Le Portugal ne possède pas de météorologues experts en anticipation et lutte contre les incendies. Vu les températures inhabituellement élevées en juin, le gouvernement aurait dû renforcer plus tôt le Dispositif spécial de combat contre les incendies de forêt, comme il le fait normalement en juillet. Ce dispositif est conçu pour réagir plutôt que pour anticiper.

- Des services de la protection civile défaillants –

L’Autorité nationale de la protection civile (ANPC) a été lente à réagir et à engager les moyens nécessaires dès le départ des feux. Les experts ont découvert par exemple que l’hélicoptère anti-incendie que l’ANPC affirmait avoir engagé le premier soir n’avait jamais décollé.

D’après ces spécialistes se posent également des problèmes dans la chaîne de commandement de l’ANPC, où les nominations ne correspondent pas aux profils exigés. La commission d’enquête recommande de sélectionner des “professionnels possédant les compétences et l’expérience nécessaires”.
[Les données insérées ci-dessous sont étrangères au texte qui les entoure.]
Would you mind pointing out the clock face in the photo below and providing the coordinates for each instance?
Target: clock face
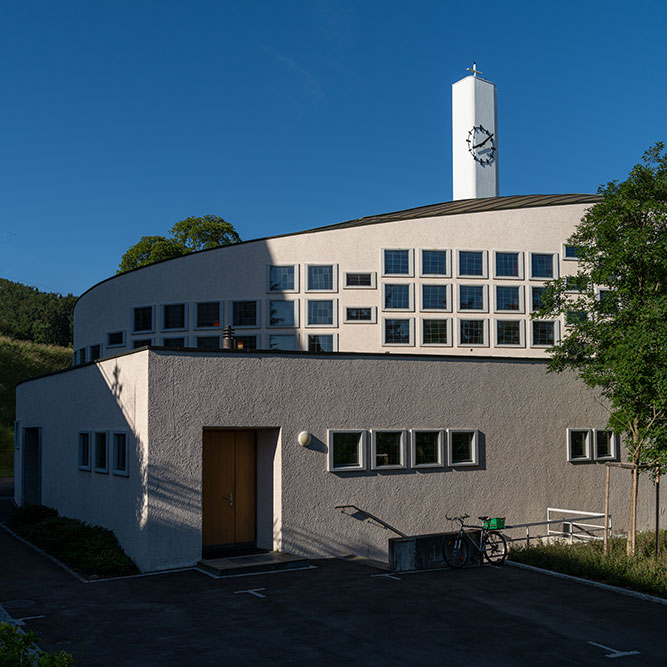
(482, 145)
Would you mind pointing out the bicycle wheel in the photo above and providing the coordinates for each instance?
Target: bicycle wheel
(495, 548)
(455, 551)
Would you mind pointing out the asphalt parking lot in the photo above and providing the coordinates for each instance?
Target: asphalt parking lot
(337, 613)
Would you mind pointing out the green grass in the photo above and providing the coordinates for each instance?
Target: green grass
(89, 550)
(21, 360)
(643, 573)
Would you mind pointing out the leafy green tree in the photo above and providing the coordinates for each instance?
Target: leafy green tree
(186, 236)
(615, 309)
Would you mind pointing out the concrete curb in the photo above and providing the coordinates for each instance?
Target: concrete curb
(588, 582)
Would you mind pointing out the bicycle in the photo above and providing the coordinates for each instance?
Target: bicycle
(492, 544)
- Des villages au milieu des forêts –

Les spécialistes relèvent une trop grande proximité entre les habitations et les espaces naturels. Les populations ne sont pas sensibilisées aux risques des incendies de forêt. Elles ne procèdent pas au débroussaillage des parcelles, pas plus que les municipalités. La ministre de l’Intérieur Constança Urbano de Sousa a déploré lundi que certains continuent à brûler des feuilles dans leurs parcelles en pleine sécheresse.

- Le mythe des incendiaires –

L’idée très répandue que la plupart des incendies sont d’origine criminelle est un mythe, affirment les experts. L’incendie de Pedrogao a été déclenché par des surcharges dans les réseaux de distribution de l‘électricité et un éclair, selon eux.

- Incurie gouvernementale –

Le rapport reproche aux gouvernements successifs de ne jamais avoir développé une politique concertée de prévention des incendies, chacun faisant “table rase” des efforts de son prédécesseur.